Sunday, March 8, 2015

Latin Proverbs and Fables Round-Up: March 8

Here is a round-up of today's proverbs and fables - and for previous posts, check out the Bestiaria Latina Blog archives.

For those of you who were wondering where I was over the past two weeks, it is a sad story, but an important one; my mother, who was in hospice care, has died, and it was a hard experience for our family: Morituris Omnibus.

While I was gone, something seems to have happened to the Feedburner email service, and about 2000 subscribers have suddenly disappeared. This has happened before, and I hope they will be restored soon. I'm not sure if they have really disappeared or not; I'll see what I can find out if the numbers don't go back to normal later this week.

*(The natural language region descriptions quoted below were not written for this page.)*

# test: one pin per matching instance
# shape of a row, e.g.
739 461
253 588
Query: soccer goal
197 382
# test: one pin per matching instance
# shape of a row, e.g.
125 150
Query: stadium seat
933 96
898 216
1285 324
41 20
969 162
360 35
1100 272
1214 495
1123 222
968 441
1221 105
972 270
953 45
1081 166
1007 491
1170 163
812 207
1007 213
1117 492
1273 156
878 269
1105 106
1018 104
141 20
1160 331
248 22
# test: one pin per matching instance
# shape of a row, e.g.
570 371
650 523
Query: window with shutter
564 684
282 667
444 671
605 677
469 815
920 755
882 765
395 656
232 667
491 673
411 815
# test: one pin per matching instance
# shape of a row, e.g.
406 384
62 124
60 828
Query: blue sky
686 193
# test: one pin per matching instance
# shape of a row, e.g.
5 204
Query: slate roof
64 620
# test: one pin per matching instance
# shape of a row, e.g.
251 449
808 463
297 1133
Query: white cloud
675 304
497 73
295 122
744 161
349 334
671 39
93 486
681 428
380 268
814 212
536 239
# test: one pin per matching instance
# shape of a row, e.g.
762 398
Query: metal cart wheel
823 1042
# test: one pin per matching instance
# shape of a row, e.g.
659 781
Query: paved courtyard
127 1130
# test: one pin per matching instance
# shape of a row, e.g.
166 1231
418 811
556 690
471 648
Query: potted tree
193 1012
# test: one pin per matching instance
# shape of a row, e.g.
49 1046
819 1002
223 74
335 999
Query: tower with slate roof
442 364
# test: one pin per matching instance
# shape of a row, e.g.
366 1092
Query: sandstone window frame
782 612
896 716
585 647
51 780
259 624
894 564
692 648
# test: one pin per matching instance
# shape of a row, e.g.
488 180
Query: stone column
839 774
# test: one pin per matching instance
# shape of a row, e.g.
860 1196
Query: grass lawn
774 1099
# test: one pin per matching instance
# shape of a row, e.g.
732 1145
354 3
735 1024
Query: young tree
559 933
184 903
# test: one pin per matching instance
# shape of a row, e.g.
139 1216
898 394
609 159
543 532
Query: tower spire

HODIE (Roman Calendar): ante diem octavum Idus Martias.

MYTHS and LEGENDS: The art image for today's legend shows The Three Daughters of Cecrops; you can also see the legends for the current week listed together here.


TINY PROVERBS: Today's tiny proverb is: Beati mites (English: Blessed are the meek).

3-WORD MOTTOES: Today's 3-word verb-less motto is Pax optima rerum (English: Peace is the best of things).

ANIMAL PROVERBS: Today's animal proverb is Malo cani brevis tendatur copula (English: You should keep a bad dog on a short leash).

POLYDORUS: Today's proverb from Polydorus is: Hic aureo hamo piscatur (English: He is caught with a golden hook ... i.e. money has hooked him).

PROPER NAME PROVERBS: Today's proper name proverb from Erasmus is Haec ipsa erat Helena, pro qua digladiabantur (English: This is that very Helen for whom war was waged; from Adagia 1.3.69).

GREEK PROVERBS: Today's proverb is Θυμοῦ λόγος ἰατρός. (English: Speech is a doctor for wrath).

BREVISSIMA: The distich poster for today is Qui Amat, Uritur. Click here for a full-sized view.

And here are today's proverbial LOLcats:

Domi manere convenit felicibus.
It behooves those who are happy to stay home.

Re magis quam specie.
The thing itself rather than appearance.


FABULAE FACILES: The fable from the Fabulae Faciles widget is Vulpes in Puteum Delapsa et Lupus, a story in which the fox finds that she needs the wolf's help (this fable has a vocabulary list).

MILLE FABULAE: The fable from the Mille Fabulae et Una widget is Mula et Imago Eius, the story of a self-important mule.